Generates decay times by sampling from exponential distributions based on isotope mean lifetimes, constrained to specific time intervals.

Parameters:
no_of_packetsnp.ndarray

Array indices for the packets (used for iteration).

isotopespd.Series

Series containing parent isotope names for each packet.

decay_timenp.ndarray

Array of time step indices indicating the time interval for each packet’s decay.

Returns:
np.ndarray

Array of decay times [s] sampled from exponential distributions constrained to the appropriate time intervals.

Notes

This method uses rejection sampling to ensure decay times fall within the correct time bins. For each packet: 1. Determines the time interval [t_min, t_max] from decay_time index 2. Samples from exponential distribution: t = -tau * ln(random) 3. Rejects and resamples if t is outside the interval

Requires self.taus attribute containing isotope mean lifetimes.

create_packet_times_uniform_time(no_of_packets: int, start: float, end: float) ndarray[source]

Sample packet decay times uniformly within a time interval.

Generates decay times uniformly distributed between start and end times. This approach requires non-uniform packet energies to maintain energy conservation.

Parameters:
no_of_packetsint

Number of packets to generate decay times for.

startfloat

Start time [s] of the sampling interval.

endfloat

End time [s] of the sampling interval.

Returns:
np.ndarray

Array of decay times [s] with length no_of_packets, uniformly distributed between start and end.

Notes

This method samples decay times uniformly in time, which means the packet energies must be weighted according to the decay rate at each time to properly represent the physical decay process.

create_packet_velocities(sampled_packets_df: DataFrame) ndarray[source]

Initialize random radial velocities for packets within shells.

Generates random initial velocities for packets distributed within spherical shells using a uniform distribution in volume.

Parameters:
sampled_packets_dfpd.DataFrame

DataFrame where each row represents a packet, containing ‘inner_velocity’ and ‘outer_velocity’ columns for shell boundaries.

Returns:
np.ndarray

Array of initial velocities [cm/s] with length equal to the number of packets in sampled_packets_df.

Notes

Uses the cube root method to ensure uniform distribution in volume: r^3 = z * r_inner^3 + (1-z) * r_outer^3, where z is uniform random [0,1].

create_packets(cumulative_decays_df: DataFrame, number_of_packets: int, legacy_energy_per_packet: float | None = None) GXPacketCollection[source]

Initialize a collection of gamma ray packets for simulation.

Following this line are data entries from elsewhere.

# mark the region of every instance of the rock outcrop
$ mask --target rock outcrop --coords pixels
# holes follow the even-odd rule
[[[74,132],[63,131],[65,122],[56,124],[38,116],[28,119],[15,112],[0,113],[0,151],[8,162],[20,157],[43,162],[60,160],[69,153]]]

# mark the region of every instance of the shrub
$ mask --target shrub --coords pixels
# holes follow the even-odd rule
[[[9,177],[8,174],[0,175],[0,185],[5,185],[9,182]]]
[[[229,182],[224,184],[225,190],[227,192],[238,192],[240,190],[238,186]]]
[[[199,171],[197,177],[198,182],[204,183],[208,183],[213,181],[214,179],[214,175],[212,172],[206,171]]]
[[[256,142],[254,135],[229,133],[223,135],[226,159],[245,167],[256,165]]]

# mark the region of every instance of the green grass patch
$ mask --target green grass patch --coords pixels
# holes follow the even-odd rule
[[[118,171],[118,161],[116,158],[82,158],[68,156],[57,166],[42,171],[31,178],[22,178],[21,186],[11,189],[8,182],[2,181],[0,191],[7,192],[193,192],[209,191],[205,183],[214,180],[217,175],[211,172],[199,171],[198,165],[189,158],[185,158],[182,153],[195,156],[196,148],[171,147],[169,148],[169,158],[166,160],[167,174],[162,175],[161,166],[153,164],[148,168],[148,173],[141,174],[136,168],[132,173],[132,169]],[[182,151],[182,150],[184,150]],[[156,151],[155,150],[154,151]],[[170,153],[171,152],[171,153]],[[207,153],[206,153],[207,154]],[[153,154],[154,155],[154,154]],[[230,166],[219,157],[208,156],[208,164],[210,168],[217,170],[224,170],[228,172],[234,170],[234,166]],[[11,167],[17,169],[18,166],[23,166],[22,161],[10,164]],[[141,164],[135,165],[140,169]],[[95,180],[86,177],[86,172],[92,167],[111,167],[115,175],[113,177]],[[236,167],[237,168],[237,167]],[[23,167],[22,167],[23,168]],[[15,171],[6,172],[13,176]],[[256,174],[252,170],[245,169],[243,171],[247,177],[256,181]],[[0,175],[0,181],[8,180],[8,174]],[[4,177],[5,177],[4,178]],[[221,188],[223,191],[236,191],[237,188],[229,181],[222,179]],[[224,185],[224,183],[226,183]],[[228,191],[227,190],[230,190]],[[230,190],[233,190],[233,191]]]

Creates a collection of gamma ray packets from radioactive decay data, including proper spatial distribution, directional sampling, energy assignment, and Doppler corrections.

Parameters:
cumulative_decays_dfpd.DataFrame

DataFrame containing cumulative decay data with columns including ‘radiation’, ‘decay_energy_erg’, and multi-level index with ‘isotope’, ‘shell_number’, and ‘time_index’.

number_of_packetsint

Total number of gamma ray packets to create for the simulation.

legacy_energy_per_packetfloat, optional

Legacy energy per packet [erg] for backwards compatibility. If None, energy per packet is calculated from total gamma ray energy divided by number of packets. Default is None.

Returns:
GXPacketCollection

Collection of gamma ray packets with initialized properties: - locations: 3D positions in the simulation domain - directions: isotropic unit direction vectors - energies: rest frame and comoving frame energies - frequencies: rest frame and comoving frame frequencies - metadata: shell numbers, decay times, source isotopes

Notes

The packet creation process includes:

  1. Energy calculation: Total gamma ray energy is divided equally among packets (uniform energy approach)

  2. Spatial sampling: Packets are distributed within shells based on decay energy weighting

  3. Temporal placement: Packets are positioned at decay times with appropriate radial expansion

  4. Spectral sampling: Frequencies include positronium formation effects for 511 keV annihilation lines

  5. Doppler corrections: Applied for relativistic motion between rest and comoving frames

The method ensures energy conservation while providing proper statistical sampling of the decay process.